File name | Description |
---|---|
.gitignore | Git-specific globbing patterns for excluding files and directories from being treated by Git. |
.vimrc | Configuration of VIM text editor. I'll be working within different environments and am not always going to configure them from scratch. VIM luckily allows for defining configurations on a per-directory basis, that's why I'm shipping the configuration with this repository. |
ARCHITECTURE.md | Detailed description of design choices and implementation details |
bitbucket-pipelines.yaml | Bitbucket Pipelines CI service specification. Defines a sequence of shell commands to be executed when commits are pushed to the remote Git server. |
Cargo.toml | Rust project specification (for cargo build driver)
|
Cargo.lock | Lockfile of cargo build driver (autogenerated) |
configure | Generated GNU Autoconf autoconfiguration script to initialize the build environment. This is intended for use by CI services, so that I can be flexible when choosing/switching build environments (basically a Linux container image) and get some verbosity for quickly debugging misconfigurations. |
configure.ac | Source file for GNU Autoconf for generating a (POSIX) shell
autoconfiguration script to initialize the build environment. Every time
the file changes, autoconf must be executed, in order to
regenerate the configure file. |
CHANELOG.md | Logs of changes (additions, fixes, removals) that happen in this project. It follows the Keep-a-changelog convention. |
CONTRIBUTING.md | Describes the development workflow, as well as maintenance tasks and general conventions to follow when contributing to this project, which will only be me though (for the time being). |
docs/ | Convolute of assets for documentation purposes. |
examples/ | Examples of actually applying the project to use-cases. |
LICENSE | License applicable to this project. |
Makefile | GNU Make specification, which serves as an interface to the
cargo build driver (and other things) for CI services. It
can also aid in getting an overview of common build/maintenance
tasks. |
README.md | Project introduction and overview (what you are currently viewing). |
scripts/test.sh | Wrapper for cargo test , to make testing more
conventional by integrating testing, as well as reporting. |
scripts/todo.sh | (somehow) quantifies (known) technical debt. This is a guard rail, should I get too excited with implementing and forget about resolving issues first. |
src/bin/ | Source code for auxiliary binaries. This is to provide a CLI interface to the program. |
src/lib.rs | Code entrypoint of this project. The project is intended as a library, so that it does not require a CLI when using it on headless platforms. All public modules of the library are defined in this file. |
tests/ | Directory containing unit and integration tests. I'm breaking with
Rust convention a little, since I want a stronger separation of code and
test code, than is intended by the Rust team. Therefore I'm wrapping
cargo test to make it behave the way I want it to, which
may result in some confusing message output. I will adapt my approach
over time. |
Kudos go to the creators of the Zilch framework. I'm just a UNIX sysadmin, intrigued by the research and who's not a fan of Oracle.

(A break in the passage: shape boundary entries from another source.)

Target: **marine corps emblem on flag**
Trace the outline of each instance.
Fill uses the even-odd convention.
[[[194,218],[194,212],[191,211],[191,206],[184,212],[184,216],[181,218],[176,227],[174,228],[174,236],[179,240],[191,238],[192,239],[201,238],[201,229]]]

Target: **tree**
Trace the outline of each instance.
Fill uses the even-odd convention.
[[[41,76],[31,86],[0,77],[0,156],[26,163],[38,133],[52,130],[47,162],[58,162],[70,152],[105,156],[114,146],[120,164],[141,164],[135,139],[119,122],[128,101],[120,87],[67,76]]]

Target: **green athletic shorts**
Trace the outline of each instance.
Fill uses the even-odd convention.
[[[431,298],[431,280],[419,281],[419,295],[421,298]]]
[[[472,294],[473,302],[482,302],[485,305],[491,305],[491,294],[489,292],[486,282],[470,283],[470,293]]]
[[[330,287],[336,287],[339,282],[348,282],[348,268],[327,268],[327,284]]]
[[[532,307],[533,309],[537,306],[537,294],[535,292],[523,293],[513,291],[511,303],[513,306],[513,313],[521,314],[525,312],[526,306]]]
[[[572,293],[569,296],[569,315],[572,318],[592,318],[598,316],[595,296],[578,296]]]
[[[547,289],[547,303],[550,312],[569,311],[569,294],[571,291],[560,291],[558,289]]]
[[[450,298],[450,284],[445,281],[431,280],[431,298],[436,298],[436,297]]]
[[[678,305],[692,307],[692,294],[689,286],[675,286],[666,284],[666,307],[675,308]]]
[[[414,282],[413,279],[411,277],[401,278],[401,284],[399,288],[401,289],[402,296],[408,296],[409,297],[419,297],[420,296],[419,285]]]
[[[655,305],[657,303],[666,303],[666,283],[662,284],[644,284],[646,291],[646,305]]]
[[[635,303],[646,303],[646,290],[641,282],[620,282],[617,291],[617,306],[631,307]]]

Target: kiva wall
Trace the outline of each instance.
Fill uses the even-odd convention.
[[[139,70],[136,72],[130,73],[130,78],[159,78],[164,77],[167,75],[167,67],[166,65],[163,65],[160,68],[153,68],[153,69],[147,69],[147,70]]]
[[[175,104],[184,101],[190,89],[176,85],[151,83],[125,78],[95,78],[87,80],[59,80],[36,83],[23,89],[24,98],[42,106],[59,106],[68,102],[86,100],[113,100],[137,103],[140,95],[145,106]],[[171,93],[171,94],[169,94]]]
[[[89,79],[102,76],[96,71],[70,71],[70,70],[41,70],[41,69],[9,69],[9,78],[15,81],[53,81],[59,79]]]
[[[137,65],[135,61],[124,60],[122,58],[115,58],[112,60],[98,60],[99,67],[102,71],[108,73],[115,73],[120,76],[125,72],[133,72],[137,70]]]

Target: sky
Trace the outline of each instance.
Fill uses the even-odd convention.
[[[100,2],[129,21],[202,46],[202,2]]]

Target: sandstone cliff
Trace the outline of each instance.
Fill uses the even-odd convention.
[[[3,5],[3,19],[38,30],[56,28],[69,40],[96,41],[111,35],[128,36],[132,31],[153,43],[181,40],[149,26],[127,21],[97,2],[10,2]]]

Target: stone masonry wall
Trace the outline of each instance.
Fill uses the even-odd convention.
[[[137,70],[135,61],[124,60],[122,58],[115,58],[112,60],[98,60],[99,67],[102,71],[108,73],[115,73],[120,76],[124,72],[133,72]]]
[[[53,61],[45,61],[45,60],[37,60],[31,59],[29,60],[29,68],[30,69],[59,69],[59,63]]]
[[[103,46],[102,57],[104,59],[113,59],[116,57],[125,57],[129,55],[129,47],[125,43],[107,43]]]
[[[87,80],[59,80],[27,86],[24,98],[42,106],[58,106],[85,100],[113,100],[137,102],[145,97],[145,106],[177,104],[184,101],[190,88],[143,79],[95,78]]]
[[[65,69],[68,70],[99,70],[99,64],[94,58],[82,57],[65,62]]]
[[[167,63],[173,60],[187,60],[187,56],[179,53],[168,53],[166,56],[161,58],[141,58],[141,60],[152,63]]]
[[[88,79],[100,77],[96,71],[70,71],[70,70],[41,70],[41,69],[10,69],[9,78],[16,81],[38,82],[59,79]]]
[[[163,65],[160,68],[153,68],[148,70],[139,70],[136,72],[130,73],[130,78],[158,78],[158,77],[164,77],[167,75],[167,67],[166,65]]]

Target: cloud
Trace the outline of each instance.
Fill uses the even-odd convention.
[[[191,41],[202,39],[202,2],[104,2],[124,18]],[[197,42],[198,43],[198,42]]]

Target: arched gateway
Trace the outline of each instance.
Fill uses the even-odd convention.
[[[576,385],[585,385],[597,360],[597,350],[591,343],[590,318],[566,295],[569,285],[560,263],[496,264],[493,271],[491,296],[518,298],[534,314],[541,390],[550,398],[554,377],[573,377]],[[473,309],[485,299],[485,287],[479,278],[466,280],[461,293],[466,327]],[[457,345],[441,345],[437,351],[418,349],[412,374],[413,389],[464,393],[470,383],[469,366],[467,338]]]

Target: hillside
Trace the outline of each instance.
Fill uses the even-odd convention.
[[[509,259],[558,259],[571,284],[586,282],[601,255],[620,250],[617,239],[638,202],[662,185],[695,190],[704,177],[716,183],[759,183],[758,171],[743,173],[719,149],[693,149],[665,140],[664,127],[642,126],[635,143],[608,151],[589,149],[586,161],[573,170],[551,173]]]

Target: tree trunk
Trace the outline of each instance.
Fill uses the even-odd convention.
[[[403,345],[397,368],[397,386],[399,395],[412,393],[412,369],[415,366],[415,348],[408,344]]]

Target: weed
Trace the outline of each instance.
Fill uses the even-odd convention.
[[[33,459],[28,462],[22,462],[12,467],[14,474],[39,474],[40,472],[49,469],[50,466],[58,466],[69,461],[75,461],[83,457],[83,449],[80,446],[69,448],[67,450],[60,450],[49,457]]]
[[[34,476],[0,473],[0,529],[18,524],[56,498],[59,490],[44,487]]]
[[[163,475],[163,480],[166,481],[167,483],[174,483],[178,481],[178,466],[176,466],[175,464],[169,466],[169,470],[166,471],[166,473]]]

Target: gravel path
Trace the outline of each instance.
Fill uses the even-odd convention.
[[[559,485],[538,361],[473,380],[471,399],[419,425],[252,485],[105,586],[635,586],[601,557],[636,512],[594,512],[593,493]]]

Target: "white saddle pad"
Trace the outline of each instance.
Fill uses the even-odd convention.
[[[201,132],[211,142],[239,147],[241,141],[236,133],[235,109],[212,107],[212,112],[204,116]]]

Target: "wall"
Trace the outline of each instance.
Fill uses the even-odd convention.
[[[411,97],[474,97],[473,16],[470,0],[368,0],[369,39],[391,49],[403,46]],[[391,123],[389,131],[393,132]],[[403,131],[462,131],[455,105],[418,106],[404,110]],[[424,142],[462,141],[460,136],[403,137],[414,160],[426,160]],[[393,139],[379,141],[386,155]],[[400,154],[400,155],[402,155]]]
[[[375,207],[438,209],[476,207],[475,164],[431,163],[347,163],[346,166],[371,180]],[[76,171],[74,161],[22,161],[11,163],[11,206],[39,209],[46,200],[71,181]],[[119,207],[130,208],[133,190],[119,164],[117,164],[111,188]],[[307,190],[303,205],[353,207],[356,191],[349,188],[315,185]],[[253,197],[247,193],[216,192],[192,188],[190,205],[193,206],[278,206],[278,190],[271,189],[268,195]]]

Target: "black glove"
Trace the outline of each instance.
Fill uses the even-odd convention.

D. Mouris and N. G. Tsoutsos, "Zilch: A Framework for Deploying Transparent Zero-Knowledge Proofs,"
in IEEE Transactions on Information Forensics and Security (TIFS), 2021, DOI: 10.1109/TIFS.2021.3074869
I've stumbled upon this research when looking at benchmarks for zero-knowledge proof algorithms and wondering why the Zilch framework was (considerably) faster than other implementations. I got an answer, but honestly no longer care about the answer. I'm just excited to do something with the Zilch framework, on my own terms.